La « Bounty » n'est pas prête à temps pour profiter de la bonne période météorologique pour ce voyage. L'équipage paye cher ce retard : il passe 30 jours à tenter de doubler le Cap Horn. Sans succès, Blight décide de cingler vers le cap de Bonne Espérance et de gagner Tahiti via l'Océan Indien. La Bounty parcourt  28 000 milles nautiques au lieu de 16 000 par la voie « normale ».

Les retards, les tempêtes, le manque de nourriture exacerbent les tensions à bord, et si jusqu'au cap de Bonne Espérance aucune punition n'a été infligée à l'équipage, dans l'Océan Indien, le fouet commence à se faire entendre.

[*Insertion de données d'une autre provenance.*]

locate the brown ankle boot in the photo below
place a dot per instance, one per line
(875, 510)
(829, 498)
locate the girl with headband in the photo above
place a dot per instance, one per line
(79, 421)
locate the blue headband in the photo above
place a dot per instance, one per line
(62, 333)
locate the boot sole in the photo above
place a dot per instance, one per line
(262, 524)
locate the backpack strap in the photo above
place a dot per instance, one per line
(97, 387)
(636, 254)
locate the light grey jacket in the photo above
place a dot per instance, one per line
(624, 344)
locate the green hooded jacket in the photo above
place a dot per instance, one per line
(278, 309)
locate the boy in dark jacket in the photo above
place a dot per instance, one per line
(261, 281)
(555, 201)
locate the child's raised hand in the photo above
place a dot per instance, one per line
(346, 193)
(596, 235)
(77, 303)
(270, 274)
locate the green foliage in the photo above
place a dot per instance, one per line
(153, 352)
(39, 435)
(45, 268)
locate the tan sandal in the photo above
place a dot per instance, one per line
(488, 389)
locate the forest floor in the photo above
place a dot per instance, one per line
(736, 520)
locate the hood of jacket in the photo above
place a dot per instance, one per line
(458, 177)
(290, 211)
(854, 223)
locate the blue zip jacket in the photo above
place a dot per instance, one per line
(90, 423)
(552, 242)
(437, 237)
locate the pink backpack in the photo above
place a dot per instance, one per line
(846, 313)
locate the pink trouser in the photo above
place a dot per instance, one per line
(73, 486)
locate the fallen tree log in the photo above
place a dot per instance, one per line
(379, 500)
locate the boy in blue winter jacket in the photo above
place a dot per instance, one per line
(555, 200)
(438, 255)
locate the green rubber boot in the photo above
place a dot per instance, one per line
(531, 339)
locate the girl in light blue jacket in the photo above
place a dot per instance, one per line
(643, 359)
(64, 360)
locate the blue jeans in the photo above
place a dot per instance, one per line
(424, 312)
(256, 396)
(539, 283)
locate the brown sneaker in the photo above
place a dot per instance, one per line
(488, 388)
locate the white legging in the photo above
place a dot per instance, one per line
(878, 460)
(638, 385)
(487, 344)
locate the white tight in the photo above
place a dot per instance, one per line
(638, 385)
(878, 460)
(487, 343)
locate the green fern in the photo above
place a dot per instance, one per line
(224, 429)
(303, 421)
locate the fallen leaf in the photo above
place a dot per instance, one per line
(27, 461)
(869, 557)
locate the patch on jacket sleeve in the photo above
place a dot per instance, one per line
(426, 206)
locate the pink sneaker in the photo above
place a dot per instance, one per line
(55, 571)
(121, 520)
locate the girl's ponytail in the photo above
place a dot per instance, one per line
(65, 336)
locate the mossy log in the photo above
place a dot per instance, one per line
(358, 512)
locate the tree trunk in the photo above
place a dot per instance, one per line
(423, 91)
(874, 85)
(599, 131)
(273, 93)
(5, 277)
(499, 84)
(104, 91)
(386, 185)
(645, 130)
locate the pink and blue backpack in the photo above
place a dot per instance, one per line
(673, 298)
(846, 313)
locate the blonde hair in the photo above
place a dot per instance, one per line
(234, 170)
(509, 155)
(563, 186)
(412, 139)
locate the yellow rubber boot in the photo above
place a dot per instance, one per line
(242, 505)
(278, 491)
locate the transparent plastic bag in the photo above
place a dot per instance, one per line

Une douceur de vivre, pas au goût de tous
Le 26 Octobre 1788 la Bounty jette l'ancre sous la Point Venus, dans la baie de Matavai. A Tahiti, les tensions se relâchent quelque peu. Le chef local reconnaît Blight et demande des nouvelles de Cook, apprécié de tous les chefs de Tahiti. Blight n'a pas le courage de raconter ce qui s'est réellement passé aux îles Sandwich. Il reste évasif, laissant espérer un retour de Cook. Le départ tardif de la Bounty contraint l'équipage à attendre la bonne saison pour prélever les plants d'arbre à pain, soit cinq mois, pendant lesquels, l'ordre est difficile à maintenir dans les troupes.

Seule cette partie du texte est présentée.